Okay, this is so easy it's almost not fair to call it a tutorial. I was up way past my usual bedtime of 8:45 p.m. last night (Portlanders what did you think of the Wilco show last night? [Wilco, why are you so awesome?] I was very happy. First time I've seen them inside. :-) so I am sorry I am late getting to everything today.
But now. Blocking the Sunshine Day Afghan. Blocking is a process of gently stretching your finished knitted or crocheted items and then treating them with water or steam so that the fibers relax and the piece becomes all nice and soft and smooth and untroubled (instead of the taut, anxious little curled up thing it seems to want to be after it comes off your needles or hook). Blocking is like Ativan for yarn. What follows is not the only way to block, but it is the way I block everything I make. I can't really speak to other methods, but please feel free to leave any suggestions or corrections or helpfulness in the comments because I always like to learn about these things, and I will update this post with anything relevant and helpful that comes in.
I recently got a blocking board. I had wanted one for quite a while and just hadn't gotten around to making the effort, but for something like a blanket that is on such an obvious grid, this board was invaluable. Please note: I didn't do a lot of research because, as you know, my goal with major purchases isn't to get the smartest or the best or the best value or anything mature and reasonable like that — that's so not my style. My goal is generally to get the whole purchasing experience over with as quickly as possible. But I ran into this (large size) blocking board from Custom Knits Manufacturing and it worked very well, and I am happy with it. So please take that for what it's worth.
To begin blocking, lay the board out on a table — you are going to be spraying water here, so make sure it is a work table or a waterproof surface (or even a bed, which can take getting damp and will dry just fine). This is the beat up work table that we use for stuff like this, and it is great to have (and will save your back, as opposed to the bed). Place your blanket on the board at the "zero" corner. My gauge for these grannies was 3.5" (9cm) per square, with a 1" (2.5cm) border.
I used fine, sharp 1 1/4" (3cm) nickel-plated (so they won't rust) T-pins, which you can get at any fabric store. (Get 200 of them; I used more than 100 for this.) I pushed the squares around a bit so that I could place a pin on the seam between every two squares while keeping each square to gauge.

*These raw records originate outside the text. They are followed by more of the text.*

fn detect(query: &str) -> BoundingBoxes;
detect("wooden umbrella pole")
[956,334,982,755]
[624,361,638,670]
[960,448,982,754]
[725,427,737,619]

Keep pinning all the way down the length of one side, placing pins every 3.5".
The nice thing about the blocking board is that you can turn the board 90 degrees, then begin pinning down the next length.
Go all the way around. I was tugging on this a bit on the third and fourth side; just be sure you are moving the blanket toward the edges from the middle, and not just pulling on the edges and stretching them out of shape.
You can see how it wants to spring back in toward the center. But that's okay. Once it gets its water bath, it will chillax and be happy.
Here comes the water bath. Spray spray spray until it is all nice and saturated. Don't worry, you won't felt the yarn — you'd need heat and agitation for that. Just add water by spraying in an even layer until you can see that your work is dampened through (you can see that it looks all fuzzy here).
Then go back in and finish pinning down the edges, every inch or so, until you have nice smooth lines without obvious puckers toward the center. Then give it another little spray for good measure, clean off the table, and leave it to sit until it's completely dry (overnight, at least — this one took two days).
Oooo, and it's so, so fun to unpin it. Just you wait.